Carly scrunches her face at me from under her open-door light. “Okay, if you say anything about lip gloss, I'll come running. Save the really scary stuff for the iced-strawberry variety.”

I give her a twisted grin. “Cavalry Carly.” I turn.

“Jule.” I stop and look back at my best friend. “Just… be safe. Okay?”

I nod quickly, although I have no idea how to keep that promise.

I pass through the house, telling Dad I need to do some homework before dinner.

The steps feel steep and my head aches. I sit on my bed and stare across at the dragonfly print my mom gave me. The purples and blues wash together over its wings, silver ink tracing the delicate infrastructure.
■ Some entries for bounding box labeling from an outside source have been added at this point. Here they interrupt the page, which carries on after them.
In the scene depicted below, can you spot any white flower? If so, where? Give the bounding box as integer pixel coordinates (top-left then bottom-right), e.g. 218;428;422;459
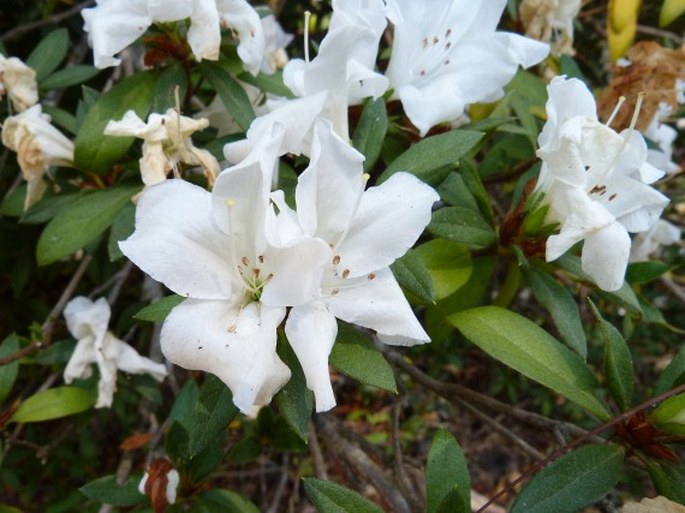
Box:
0;54;38;112
64;296;166;408
105;109;220;186
272;120;438;411
283;0;388;139
81;0;264;75
386;0;549;136
119;125;330;414
536;77;668;290
2;104;74;210
630;219;681;262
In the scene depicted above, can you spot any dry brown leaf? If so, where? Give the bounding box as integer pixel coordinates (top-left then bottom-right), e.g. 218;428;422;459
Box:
598;41;685;131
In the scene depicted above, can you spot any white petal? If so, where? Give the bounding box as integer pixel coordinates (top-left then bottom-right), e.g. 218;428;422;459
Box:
334;172;440;277
285;302;338;412
325;268;430;345
119;180;232;299
161;299;290;414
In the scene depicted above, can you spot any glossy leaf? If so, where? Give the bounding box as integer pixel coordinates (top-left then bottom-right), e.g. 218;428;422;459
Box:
10;386;95;422
329;323;397;393
74;71;157;174
304;477;383;513
133;294;185;322
352;98;388;173
510;445;624;513
36;186;140;265
378;130;484;185
448;306;611;420
521;266;587;359
426;429;471;513
200;61;255;130
79;474;146;506
589;301;633;411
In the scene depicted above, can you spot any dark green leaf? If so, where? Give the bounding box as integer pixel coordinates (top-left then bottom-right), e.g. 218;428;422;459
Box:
74;71;156;174
521;266;587;359
511;445;624;513
36;186;140;265
352;98;388;173
448;306;611;420
654;346;685;395
426;429;471;513
0;333;19;404
330;323;397;393
304;477;383;513
428;207;495;247
40;65;101;89
378;130;484;185
200;61;255;130
588;299;633;411
133;294;185;322
26;28;69;82
10;387;95;422
79;475;146;506
390;250;435;303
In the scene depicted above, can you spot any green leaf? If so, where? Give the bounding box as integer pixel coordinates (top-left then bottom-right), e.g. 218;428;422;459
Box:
510;445;624;513
276;339;314;443
352;98;388;173
428;207;495;247
26;28;69;82
79;474;146;506
10;387;95;422
199;489;259;513
329;322;397;393
426;429;471;513
200;61;255;130
521;266;587;359
304;477;383;513
378;130;484;185
649;393;685;436
40;65;101;89
74;71;156;174
36;186;140;265
654;346;685;395
448;306;611;421
0;333;19;404
390;250;435;303
588;298;633;411
413;239;473;300
133;294;185;322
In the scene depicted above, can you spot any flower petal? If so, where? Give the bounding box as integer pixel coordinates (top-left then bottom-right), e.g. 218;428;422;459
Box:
285;301;338;412
119;180;232;299
161;299;290;414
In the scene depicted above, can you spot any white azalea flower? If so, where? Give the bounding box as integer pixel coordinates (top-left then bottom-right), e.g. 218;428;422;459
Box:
536;77;668;290
0;54;38;112
629;219;681;262
119;125;330;414
283;0;388;139
64;296;166;408
386;0;549;136
272;120;438;411
105;109;220;186
81;0;264;75
2;104;74;210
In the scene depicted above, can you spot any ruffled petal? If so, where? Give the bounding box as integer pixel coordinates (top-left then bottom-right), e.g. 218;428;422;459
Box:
334;173;440;277
119;180;232;299
161;299;290;414
325;268;430;345
285;301;338;412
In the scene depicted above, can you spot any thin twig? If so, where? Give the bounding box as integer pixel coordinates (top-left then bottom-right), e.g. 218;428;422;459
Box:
0;255;93;367
0;0;95;43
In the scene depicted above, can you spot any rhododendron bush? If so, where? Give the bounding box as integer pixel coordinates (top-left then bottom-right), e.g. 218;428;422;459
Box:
0;0;685;513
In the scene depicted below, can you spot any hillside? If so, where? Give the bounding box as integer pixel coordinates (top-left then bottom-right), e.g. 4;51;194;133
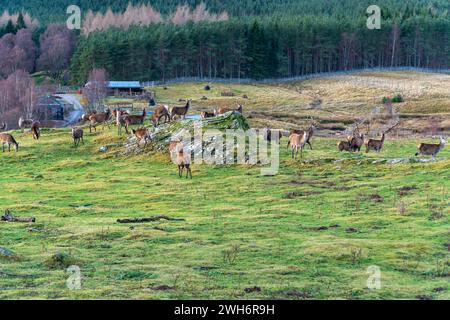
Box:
0;0;450;23
149;71;450;134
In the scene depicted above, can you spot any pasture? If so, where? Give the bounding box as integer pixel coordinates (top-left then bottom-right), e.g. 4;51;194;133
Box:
0;73;450;299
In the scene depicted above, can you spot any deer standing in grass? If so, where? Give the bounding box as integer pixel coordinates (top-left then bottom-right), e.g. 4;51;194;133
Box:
175;143;192;179
366;121;400;153
366;132;386;153
200;111;214;119
416;137;447;158
124;108;147;134
19;117;33;132
349;133;364;152
30;121;41;140
170;99;192;120
338;141;352;151
72;128;84;147
131;128;150;148
80;110;97;123
288;131;308;159
89;108;111;132
0;132;19;152
152;105;171;127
Fragile in form, resilient in spirit.

I stare at it for several minutes.
You're special, Carissima
, my mom said when she gave me the print.
Beautiful and delicate, yet full of spirit and resilience. Dragonflies have been around since the age of the dinosaurs. Even though they are breakable, their spirit is strong. The dragonfly is the perfect symbol of you
. I argued that dragonflies don't sing. She smiled and said,
You're so much more than singing
.

My fingers seek the familiar spot on my chest and I stand up in front of my full-length framed mirror. I pull down the edge of my shirt and run my fingers over the light brown wings that blend into my skin. My birthmark. A small dragonfly sits embedded in my skin, the smudge on Luke's two-hundred-year-old sketch. For years I tried to imagine it as a nightingale, but the four distinct, brown, teardrop wings make the vague but recognizable shape into a dragonfly.
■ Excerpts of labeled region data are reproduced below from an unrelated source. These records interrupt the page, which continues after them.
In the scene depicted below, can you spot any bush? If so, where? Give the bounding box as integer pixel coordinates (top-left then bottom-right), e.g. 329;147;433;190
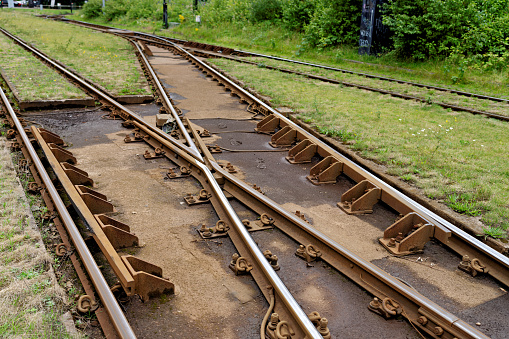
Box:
283;0;316;31
250;0;283;22
306;0;362;47
81;0;103;18
200;0;251;25
104;0;128;21
384;0;509;63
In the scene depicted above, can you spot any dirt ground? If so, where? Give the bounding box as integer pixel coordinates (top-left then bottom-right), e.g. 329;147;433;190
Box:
21;43;509;338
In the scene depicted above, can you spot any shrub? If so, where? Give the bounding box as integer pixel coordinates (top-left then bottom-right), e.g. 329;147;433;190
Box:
81;0;103;18
200;0;250;25
250;0;283;22
384;0;509;65
306;0;362;47
283;0;316;31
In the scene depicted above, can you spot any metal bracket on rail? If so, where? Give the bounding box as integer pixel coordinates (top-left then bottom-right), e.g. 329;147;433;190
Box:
338;180;382;214
143;147;166;160
75;185;115;214
184;189;212;205
207;144;223;153
306;156;343;185
295;244;322;263
166;166;191;179
94;214;139;249
242;213;274;232
379;212;435;256
48;143;76;164
124;131;149;143
263;250;281;271
286;139;318;164
122;255;175;301
198;220;230;239
31;126;174;300
269;126;297;147
61;162;94;187
230;253;253;275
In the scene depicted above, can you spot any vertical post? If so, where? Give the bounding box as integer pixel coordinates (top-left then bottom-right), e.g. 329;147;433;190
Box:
163;0;168;28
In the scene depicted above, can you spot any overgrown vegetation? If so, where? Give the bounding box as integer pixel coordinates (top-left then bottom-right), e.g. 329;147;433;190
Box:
0;34;86;101
207;59;509;238
0;131;77;339
0;10;150;95
384;0;509;70
83;0;509;71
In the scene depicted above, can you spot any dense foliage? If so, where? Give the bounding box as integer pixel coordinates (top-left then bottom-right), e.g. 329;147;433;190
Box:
306;0;362;47
384;0;509;68
83;0;509;69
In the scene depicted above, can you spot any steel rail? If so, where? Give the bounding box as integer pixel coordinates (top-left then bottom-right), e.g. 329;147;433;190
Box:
137;33;509;286
0;28;201;162
42;19;504;337
180;48;509;121
209;163;488;338
114;31;487;338
121;37;321;338
128;39;203;161
0;24;322;339
52;18;509;103
0;85;136;339
228;50;509;103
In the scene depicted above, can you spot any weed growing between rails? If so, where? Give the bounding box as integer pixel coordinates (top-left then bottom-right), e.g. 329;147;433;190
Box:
0;11;151;95
0;34;86;101
206;59;509;239
0;137;82;338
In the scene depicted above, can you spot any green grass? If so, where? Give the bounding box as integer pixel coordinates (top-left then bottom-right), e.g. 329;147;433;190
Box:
75;14;509;98
0;136;80;339
207;59;509;238
0;34;87;101
240;58;509;116
0;10;151;95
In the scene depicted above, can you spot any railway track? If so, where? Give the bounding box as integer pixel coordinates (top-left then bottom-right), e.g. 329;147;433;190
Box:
50;19;509;121
0;20;509;338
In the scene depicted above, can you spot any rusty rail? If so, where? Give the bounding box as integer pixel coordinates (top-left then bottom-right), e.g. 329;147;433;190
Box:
6;19;504;338
115;27;487;338
143;33;509;286
53;18;509;103
0;81;136;339
2;24;321;339
181;48;509;121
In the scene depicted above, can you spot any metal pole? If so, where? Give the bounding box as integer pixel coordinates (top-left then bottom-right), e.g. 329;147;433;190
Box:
163;0;168;28
0;89;136;339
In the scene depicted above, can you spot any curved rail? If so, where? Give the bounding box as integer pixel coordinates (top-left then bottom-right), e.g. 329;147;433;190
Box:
0;81;136;339
0;25;322;339
181;47;509;121
55;18;509;103
137;33;494;338
7;19;504;338
136;33;509;286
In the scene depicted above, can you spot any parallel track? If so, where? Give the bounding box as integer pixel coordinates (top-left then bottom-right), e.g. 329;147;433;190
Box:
3;20;509;338
55;19;509;121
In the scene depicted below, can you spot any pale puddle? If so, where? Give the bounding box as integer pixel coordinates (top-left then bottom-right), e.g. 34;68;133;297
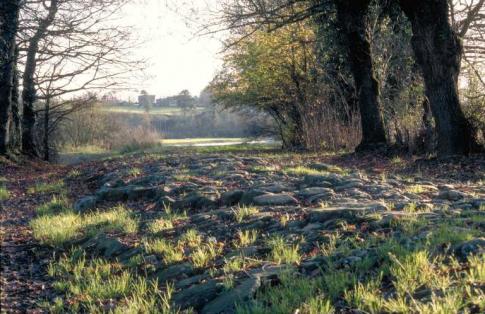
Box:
162;138;278;147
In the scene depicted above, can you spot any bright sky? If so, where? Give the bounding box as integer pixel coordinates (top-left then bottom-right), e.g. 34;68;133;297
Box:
118;0;222;100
I stare at myself in the mirror—wide, sad eyes, lashes spiked with tears, lips open on a shallow breath. The exact look from Luke's sketchbook. A chill rattles against my spine. Has my whole life been set, then? Am I just playing a role already sketched out for me? Loved with obsessive devotion, hated with barely controlled fury? I breathe slowly, deeply as my gaze shifts from my reflection in the mirror to the dark and hazy reflection in the windowpane. Beyond, the lights of Amberly Heights spark along the street, leading to Luke's house.
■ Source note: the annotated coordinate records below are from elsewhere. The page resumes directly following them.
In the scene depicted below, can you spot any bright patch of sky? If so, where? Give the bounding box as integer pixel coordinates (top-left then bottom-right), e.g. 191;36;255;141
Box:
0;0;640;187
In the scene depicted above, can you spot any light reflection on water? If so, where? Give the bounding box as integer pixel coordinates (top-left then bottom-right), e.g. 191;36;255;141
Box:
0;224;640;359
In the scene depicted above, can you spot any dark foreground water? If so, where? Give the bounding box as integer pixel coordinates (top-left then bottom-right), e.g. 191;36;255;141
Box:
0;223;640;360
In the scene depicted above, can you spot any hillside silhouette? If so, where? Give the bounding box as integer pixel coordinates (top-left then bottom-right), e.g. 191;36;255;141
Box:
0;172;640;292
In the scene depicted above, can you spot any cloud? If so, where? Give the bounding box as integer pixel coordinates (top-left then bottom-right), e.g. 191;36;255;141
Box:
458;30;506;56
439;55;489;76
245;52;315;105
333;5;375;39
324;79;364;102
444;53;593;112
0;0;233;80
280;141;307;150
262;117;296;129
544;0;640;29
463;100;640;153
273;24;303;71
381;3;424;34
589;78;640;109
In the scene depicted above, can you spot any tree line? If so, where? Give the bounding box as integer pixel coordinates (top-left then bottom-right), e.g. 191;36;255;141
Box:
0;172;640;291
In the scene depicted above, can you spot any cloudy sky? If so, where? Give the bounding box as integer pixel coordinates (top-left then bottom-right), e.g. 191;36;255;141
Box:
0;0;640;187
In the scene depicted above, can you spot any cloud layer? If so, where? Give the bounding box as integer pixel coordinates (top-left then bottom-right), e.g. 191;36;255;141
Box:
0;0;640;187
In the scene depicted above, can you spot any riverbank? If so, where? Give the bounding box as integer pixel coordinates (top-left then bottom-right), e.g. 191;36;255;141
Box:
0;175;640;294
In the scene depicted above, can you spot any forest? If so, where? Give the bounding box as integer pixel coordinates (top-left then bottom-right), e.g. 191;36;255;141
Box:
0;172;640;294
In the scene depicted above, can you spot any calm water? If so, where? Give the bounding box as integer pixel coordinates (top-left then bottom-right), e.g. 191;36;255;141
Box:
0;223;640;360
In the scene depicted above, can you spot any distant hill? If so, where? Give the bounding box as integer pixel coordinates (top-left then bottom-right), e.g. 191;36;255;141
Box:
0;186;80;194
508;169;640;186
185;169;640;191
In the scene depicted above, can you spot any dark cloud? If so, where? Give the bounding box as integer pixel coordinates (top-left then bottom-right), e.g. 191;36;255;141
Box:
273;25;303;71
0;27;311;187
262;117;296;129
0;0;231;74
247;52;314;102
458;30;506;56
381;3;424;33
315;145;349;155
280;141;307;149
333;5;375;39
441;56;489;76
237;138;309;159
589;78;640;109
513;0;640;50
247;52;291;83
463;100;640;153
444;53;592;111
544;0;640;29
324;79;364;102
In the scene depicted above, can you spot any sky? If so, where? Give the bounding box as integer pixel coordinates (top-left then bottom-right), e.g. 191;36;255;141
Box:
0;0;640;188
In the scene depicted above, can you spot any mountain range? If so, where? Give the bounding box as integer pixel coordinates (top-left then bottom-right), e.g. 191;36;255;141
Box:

Choices. We all have choices. I have to believe that. I run my fingertips down the cool black glass. Luke has a choice not to…recreate that last picture of me lying limp over his arms as he roars in anguish. I swallow hard. And I have choices. I could stay away from Luke. If I asked him to, he'd leave. Right?

My palm lies flat against the hard pane, obscuring the reflection. I look over my fingertips to my front yard. My breath hitches as I recognize Luke, staring up at me. His hands are shoved into his jean pockets. The wind blows dark hair across his forehead and eyes. He nods and turns to walk back toward his house, as if he's just checking to make sure I'm safely inside. As he fades into shadow the feeling of loss churns somewhere between my stomach and heart. I struggle to pull in a steady breath. Instead it comes out ragged.

Choices? Right! I lean my forehead on the window. What choices do I have? To refuse love and possibly live, or to grab hold of love…and possibly die? As I sigh and turn back to my empty room I know that one choice has been made. I am most definitely falling in love with Lucas Whitmore. Now–to work on the living part.